Ustad Abdul Karim Khan with his mastery of the nishad, his shimmering daughters Hirabai Barodekar and Roshanara Begum, his master shagirds like Pandit Rambhau Kundgolkar (otherwise known as Sawai Gandharva) and Amir Khan have all left behind an awesome repertoire, which has to be seen as a ‘national treasure’ in its own right.
Gangubai was among the last keepers of that vast musical archive and who, through a career of seven decades, did not budge from the core values of her lineage, staying faithful to the deep classicism of the gharana without straying into lighter fare likebhajans or abhangs or thumris.
Yet one gets goosebumps when thinking that right in front of our eyes, over the six decades of our existence as an independent nation, we have done pretty little to ensure that this heritage and archive not only survived, but also actively constructed a subsequent generation of music-makers. It is astounding that the idea of incremental or cumulative increase seems to be absent in our approach towards sustaining the best of our artistic riches.
Similar troubling thoughts arose when another south Indian nonagenarian female vocalist, the legendary Carnatic singer DK Pattammal, passed away in Chennai last week. That was another university declaring closure.
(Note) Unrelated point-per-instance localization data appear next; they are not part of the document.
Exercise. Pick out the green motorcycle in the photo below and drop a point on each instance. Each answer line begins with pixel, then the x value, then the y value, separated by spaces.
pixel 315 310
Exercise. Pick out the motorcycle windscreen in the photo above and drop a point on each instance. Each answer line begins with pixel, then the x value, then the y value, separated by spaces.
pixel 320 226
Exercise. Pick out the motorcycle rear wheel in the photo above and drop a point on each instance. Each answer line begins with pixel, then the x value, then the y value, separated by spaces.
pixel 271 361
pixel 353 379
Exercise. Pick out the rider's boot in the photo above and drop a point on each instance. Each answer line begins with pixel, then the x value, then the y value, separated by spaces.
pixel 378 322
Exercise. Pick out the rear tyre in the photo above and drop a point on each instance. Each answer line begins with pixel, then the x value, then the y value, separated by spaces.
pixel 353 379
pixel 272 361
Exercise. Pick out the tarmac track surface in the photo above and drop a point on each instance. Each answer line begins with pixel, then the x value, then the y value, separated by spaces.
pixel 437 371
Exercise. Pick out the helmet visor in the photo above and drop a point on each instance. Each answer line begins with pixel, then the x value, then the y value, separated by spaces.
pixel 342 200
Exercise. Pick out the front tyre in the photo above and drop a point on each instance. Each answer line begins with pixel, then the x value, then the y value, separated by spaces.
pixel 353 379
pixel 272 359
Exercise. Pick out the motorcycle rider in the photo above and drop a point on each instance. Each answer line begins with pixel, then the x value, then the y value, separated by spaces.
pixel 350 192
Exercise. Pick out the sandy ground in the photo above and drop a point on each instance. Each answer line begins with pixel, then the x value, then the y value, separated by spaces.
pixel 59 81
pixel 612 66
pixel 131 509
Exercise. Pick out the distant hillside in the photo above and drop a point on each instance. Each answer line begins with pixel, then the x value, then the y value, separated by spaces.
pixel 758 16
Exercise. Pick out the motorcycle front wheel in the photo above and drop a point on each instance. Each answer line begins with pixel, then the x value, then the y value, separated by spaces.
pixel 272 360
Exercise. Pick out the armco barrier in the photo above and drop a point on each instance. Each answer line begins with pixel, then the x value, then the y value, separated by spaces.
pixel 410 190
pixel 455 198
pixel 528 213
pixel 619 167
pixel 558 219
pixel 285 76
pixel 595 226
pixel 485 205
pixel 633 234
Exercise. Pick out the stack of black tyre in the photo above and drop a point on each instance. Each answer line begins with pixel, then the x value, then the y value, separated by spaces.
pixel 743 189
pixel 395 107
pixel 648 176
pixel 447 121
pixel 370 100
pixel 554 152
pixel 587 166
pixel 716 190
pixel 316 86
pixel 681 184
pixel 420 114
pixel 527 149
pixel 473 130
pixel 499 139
The best flowers of the 20th century renaissance in Indian classical music, both Hindustani and Carnatic, are now faded and it is going to be nigh impossible to till that soil again in a hurry.
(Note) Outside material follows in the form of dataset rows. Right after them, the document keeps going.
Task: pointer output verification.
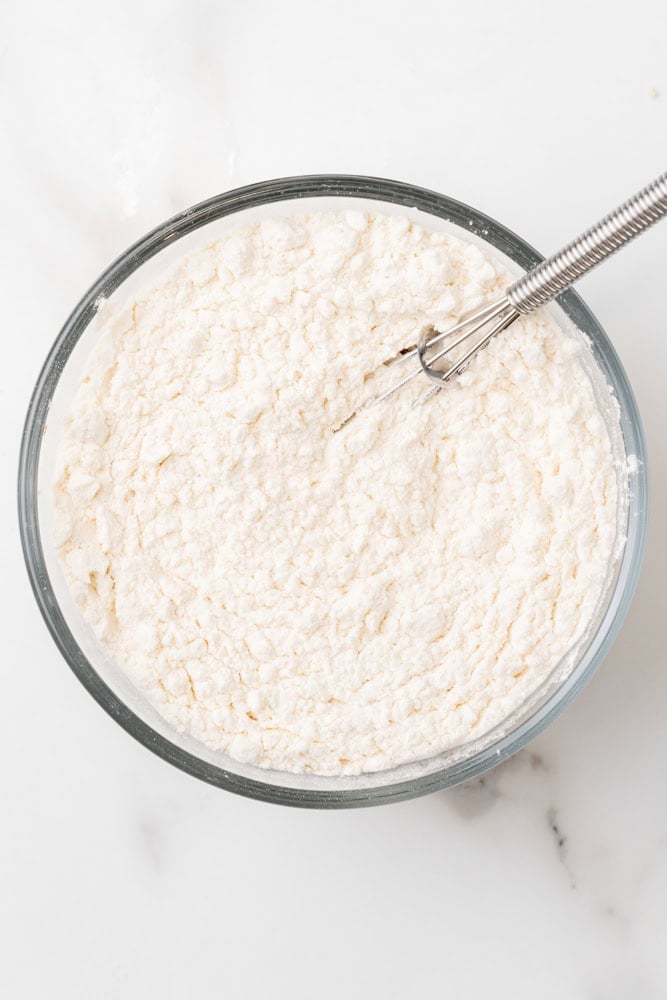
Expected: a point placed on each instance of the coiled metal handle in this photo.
(553, 275)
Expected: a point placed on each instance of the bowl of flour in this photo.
(284, 592)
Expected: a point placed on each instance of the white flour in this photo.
(332, 602)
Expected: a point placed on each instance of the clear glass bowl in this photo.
(102, 677)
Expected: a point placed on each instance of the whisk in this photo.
(535, 288)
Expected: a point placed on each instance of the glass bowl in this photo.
(103, 678)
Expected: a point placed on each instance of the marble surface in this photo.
(122, 877)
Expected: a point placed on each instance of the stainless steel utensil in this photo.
(536, 287)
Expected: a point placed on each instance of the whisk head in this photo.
(487, 322)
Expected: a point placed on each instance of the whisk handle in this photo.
(556, 273)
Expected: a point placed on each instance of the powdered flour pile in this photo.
(319, 599)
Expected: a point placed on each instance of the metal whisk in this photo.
(536, 287)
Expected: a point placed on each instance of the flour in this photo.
(322, 601)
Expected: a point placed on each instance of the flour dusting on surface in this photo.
(309, 593)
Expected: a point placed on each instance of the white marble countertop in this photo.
(122, 877)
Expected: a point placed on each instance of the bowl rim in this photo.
(185, 222)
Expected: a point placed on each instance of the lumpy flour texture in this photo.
(316, 595)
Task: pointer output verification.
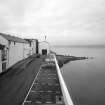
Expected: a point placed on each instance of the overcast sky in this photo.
(64, 22)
Born in Hangal, in that magical area of Dharwad in Karnataka which has spawned some of the most important Hindustani classical musicians of the last century, Gangubai’s mother Ambabai and grandmother Kamalabai were from the devadasitradition and were reputed Carnatic musicians.
Gangubai’s early fascination with natya sangeet, heard on roadside radio relays, persuaded her family to initiate her into Hindustani classical music. After early training with local Hubli teachers like H Krishnacharya and Dattupant Desai, she was apprenticed with the exacting teacher Sawai Gandharva in nearby Kundgol. The propitious move was initiated by a chance meeting with the the Kirana gharana founder, Ustad Abdul Karim Khan, who identified in the girl the makings of a musical genius. This resulted in long and sustained training for little Gangubai, who travellled the 30km between Hubli and Kundgol by train for 13 years before she was permitted to come out on stage.
In her autobiography Nanna Badukina Haadu, translated into English as The Song Of My Life, Gangubai gives insights into the prevailing social atmosphere when she was learning her art. She talks about the lack of support outside her family, how even roadside urchins would throw cow dung at her or abuse her as ‘gaane wali’, and how neighbours would bang metal pots and create a din to disturb her riyaaz.
Gangubai is known best for her rendition of ragas like Bhairavi, Asavari Todi, Bhimpalas, Poorya Dhanashri, Marwa, Kedar and Chandrakauns. Later female classicists like Kishori Amonkar, Prabha Atre or even Lata Mangeshkar were to revere her contributions, which in fact converted the act of listening itself into an art.